Project description:The complement system is activated cascadically via three distinct major routes: classical pathway (CP), alternative pathway (AP) or lectin pathway (LP). The unique factors associated with the latter are collectins (mannose-binding lectin, collectin-10, collectin-11), ficolins (ficolin-1, ficolin-2, ficolin-3) and proteins of the mannose-binding lectin-associated serine protease (MASP) family (MASP-1, MASP-2, MASP-3, MAp19, MAp44). Collectins and ficolins are both pattern-recognising molecules (PRM), reactive against pathogen-associated molecular patterns (PAMP) or danger-associated molecular patterns (DAMP).

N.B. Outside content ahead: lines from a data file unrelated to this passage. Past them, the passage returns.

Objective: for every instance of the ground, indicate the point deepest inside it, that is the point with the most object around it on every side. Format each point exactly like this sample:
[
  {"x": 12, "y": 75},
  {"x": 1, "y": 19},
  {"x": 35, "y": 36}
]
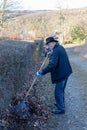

The MASP family proteins were first discovered as complexes with mannose-binding lectin (MBL) and therefore named MBL-associated serine proteases, but later, they were found to interact with ficolins, and later still, collectin-10 and collectin-11. As well as proteolytic enzymes (MASP-1, MASP-2, MASP-3), the group includes non-enzymatic factors (MAp19, MAp44). In this review, the association-specific factors of the lectin pathway with haematologic malignancies and related infections are discussed.